Klose liegt seit dem schweißtreibenden Samstag („Du machst zwei Sprints und suchst das Sauerstoffzelt“) zusammen mit Ronaldo auf dem Spitzenrang: Vor Gerd Müller (14 Treffer), Just Fontaine (Frankreich/13 Tore) und Pelé (Brasilien/12). „Willkommen im Club. Ich kann mir Deine Freude vorstellen. Was für eine schöne WM“, gratulierte Ronaldo, den Klose auch noch hinter sich lassen möchte. „Von uns aus kann er schon noch ein, zwei, drei Tore machen“, erklärte Philipp Lahm. „Absolut top.“
Das fanden auch die weltweiten Medien, die den „erbarmungslosen Miroslav Klose“ („La Stampa“), „den Oldtimer“ („El País“) und den „Altrocker“ („El Mundo“) rühmten. Dass sich Klose beim Saisonhöhepunkt aber wieder als wichtiger Torjäger zurückmelden würde, war lange nicht abzusehen. Erst zur WM-Vorbereitung kam der „Turnierspieler“ (Löw) nach einer Saison mit vielen Verletzungen allmählich wieder in Schwung - und schlug nun als Joker zwei Minuten nach seiner Einwechslung beim ersten Ballkontakt zu.
„Es ist natürlich super, wenn ich solche Spieler auf der Bank habe, die nochmal Entscheidungen herbeiführen können. Miro ist ein Spieler, der gerade in den großen Spielen auf den Punkt hin fit ist“, betonte Löw. „Das ist für mich ein gutes Gefühl und auch für die Mannschaft sehr wichtig.“
Den Teamkollegen war die Erleichterung über den wichtigen Treffer anzusehen. „Er kam rein und hat direkt getroffen.

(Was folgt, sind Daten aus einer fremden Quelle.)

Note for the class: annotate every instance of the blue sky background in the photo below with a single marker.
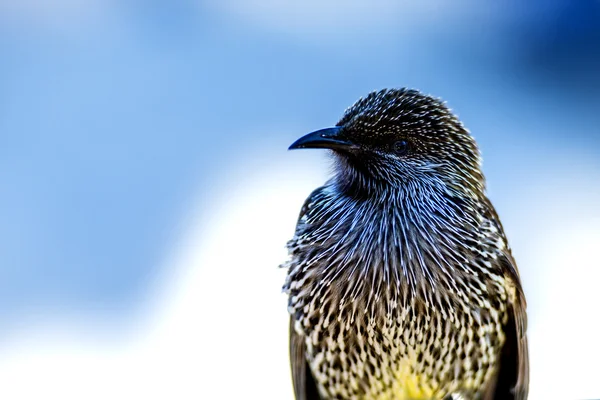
(117, 119)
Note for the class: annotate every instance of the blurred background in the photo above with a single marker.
(146, 194)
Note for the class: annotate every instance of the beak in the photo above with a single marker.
(328, 138)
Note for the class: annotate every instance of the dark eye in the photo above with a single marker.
(401, 147)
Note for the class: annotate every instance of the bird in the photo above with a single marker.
(400, 280)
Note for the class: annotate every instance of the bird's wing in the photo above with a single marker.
(305, 387)
(512, 379)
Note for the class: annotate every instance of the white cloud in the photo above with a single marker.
(216, 328)
(323, 20)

Wir wissen ja, was für ein Potenzial er hat, was für Fähigkeiten vor dem Tor“, beschrieb Mesut Özil den Ausnahmestürmer. „Ich gönne es Miro total“, ergänzte Toni Kroos. Seinen Eckball (71. Minute) verlängerte Benedikt Höwedes und Klose spitzelte das Spielgerät über die Linie. Vielleicht wäre der Ball auch ohne seine Hilfe reingeflogen. „Ich war mir ziemlich sicher, dass ich nicht im Abseits stehe, deswegen habe ich den Ball dann noch reingemacht“, schilderte der Torjäger seinen Rekordmoment. Zum 15. Mal traf er bei einer WM aus nächster Nähe, nie war er weiter vom Tor entfernt als elf Meter.

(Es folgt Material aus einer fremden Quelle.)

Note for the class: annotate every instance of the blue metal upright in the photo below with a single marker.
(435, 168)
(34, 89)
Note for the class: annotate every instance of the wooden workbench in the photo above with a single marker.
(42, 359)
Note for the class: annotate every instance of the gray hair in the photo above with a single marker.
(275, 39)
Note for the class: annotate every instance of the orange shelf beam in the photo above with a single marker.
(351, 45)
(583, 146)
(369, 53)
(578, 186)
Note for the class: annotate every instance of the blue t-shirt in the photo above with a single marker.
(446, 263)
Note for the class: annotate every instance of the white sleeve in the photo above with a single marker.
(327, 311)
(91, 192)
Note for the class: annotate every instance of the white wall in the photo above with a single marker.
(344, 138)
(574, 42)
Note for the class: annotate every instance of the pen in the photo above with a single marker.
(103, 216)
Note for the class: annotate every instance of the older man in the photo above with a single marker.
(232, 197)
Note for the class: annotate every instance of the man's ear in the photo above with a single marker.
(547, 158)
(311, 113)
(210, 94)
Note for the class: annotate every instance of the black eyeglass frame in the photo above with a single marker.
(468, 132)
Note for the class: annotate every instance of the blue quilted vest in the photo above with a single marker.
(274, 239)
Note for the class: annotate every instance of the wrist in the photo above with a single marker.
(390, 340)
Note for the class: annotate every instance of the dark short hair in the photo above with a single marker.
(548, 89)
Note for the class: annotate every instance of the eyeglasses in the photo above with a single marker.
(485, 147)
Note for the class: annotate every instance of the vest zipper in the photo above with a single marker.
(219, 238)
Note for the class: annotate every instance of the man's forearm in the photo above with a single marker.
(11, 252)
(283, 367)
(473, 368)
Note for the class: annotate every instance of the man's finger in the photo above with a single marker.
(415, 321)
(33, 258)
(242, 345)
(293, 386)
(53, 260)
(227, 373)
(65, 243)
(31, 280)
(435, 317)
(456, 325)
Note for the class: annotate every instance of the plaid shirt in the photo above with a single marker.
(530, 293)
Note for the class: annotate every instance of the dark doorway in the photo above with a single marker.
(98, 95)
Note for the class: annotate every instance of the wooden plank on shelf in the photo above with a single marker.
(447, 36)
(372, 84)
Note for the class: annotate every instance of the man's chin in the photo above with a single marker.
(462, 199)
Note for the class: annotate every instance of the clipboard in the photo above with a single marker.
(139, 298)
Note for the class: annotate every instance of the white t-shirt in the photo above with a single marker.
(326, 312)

Ob das Tor zum 2:2-Endstand den Musterprofi von Lazio Rom einem Startelfplatz näher gebracht hat, darüber mochte Klose nicht spekulieren. „Ich sehe das total entspannt“, erklärte der vorbildliche Reservist. Klaglos nimmt er die Bankdrückerrolle an, schoss vor dem Spiel Keeper Manuel Neuer sogar noch ein paar Bälle zur Einstimmung zu. „Miro ist voll motiviert in jedem Training, für jeden Spieler da und bringt zu jeder Sekunde seine Erfahrung ein“, pries Abwehrchef Per Mertesacker den Teamplayer.
In welcher Rolle auch immer - treffen würde Klose schon ganz gerne weiter in Brasilien. Denn das nächste Tor würde ihm die alleinige WM-Bestmarke der Torjäger bescheren. „Wer mich kennt, weiß, dass mich das reizt, dass mich das juckt, dass ich da auch Erster sein will“, bekannte Klose. Seit seinem Tor beim 6:1 bei der WM-Generalprobe gegen Armenien liegt er schon in der deutschen Länderspiel-Torschützenliste als Solist vor Gerd Müller (68 Treffer) vorn.

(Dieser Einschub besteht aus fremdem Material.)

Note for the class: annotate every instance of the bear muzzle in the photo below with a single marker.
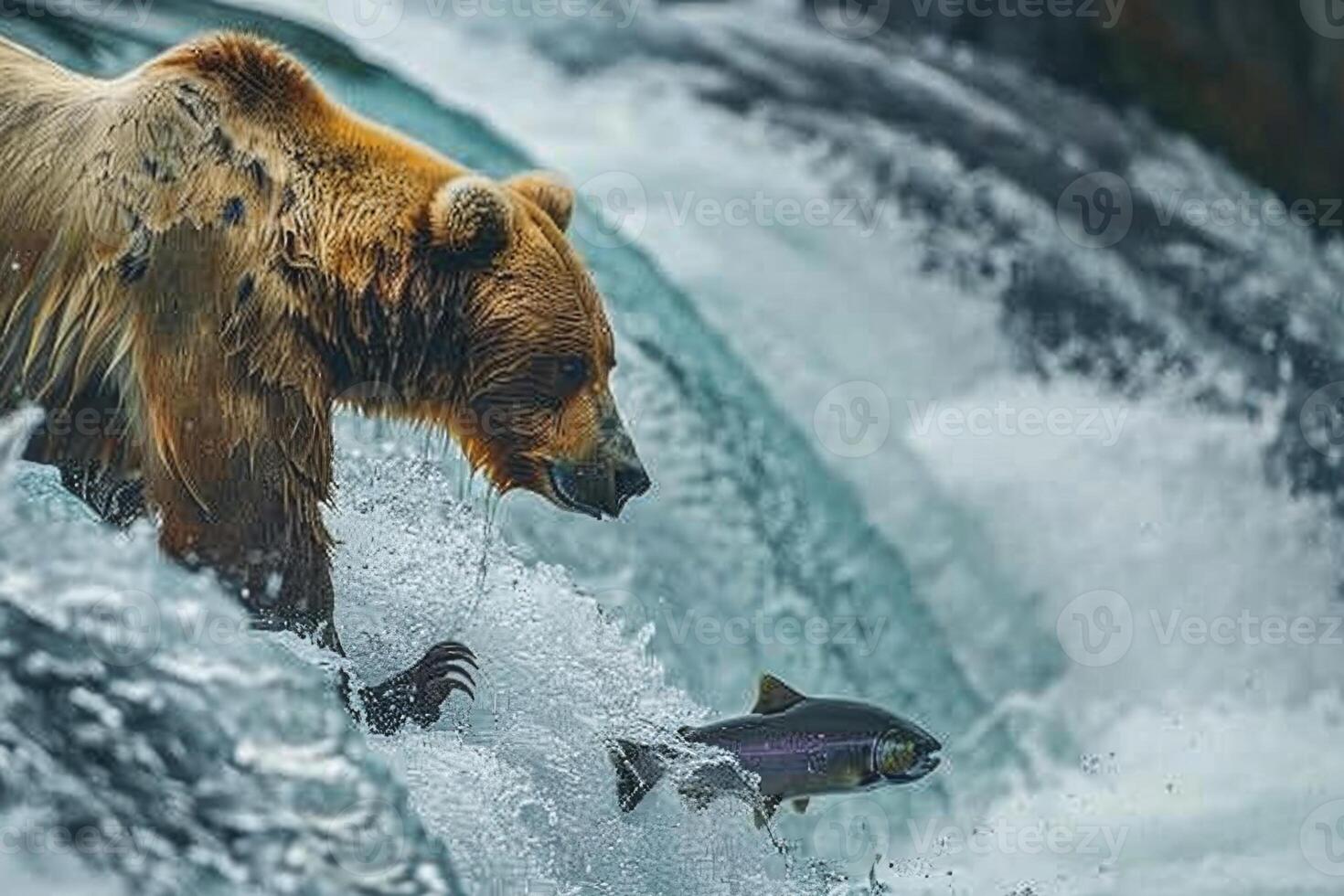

Platz eins winkt aber auch noch in einer anderen Kategorie. Mit 25 Spielen führt Lothar Matthäus die Rangliste der Akteure mit den meisten WM-Einsätzen an. Kommt Klose bis zum Endspiel am 13. Juli und auch dort immer zum Einsatz, würde er mit dem deutschen Rekordnationalspieler gleichziehen.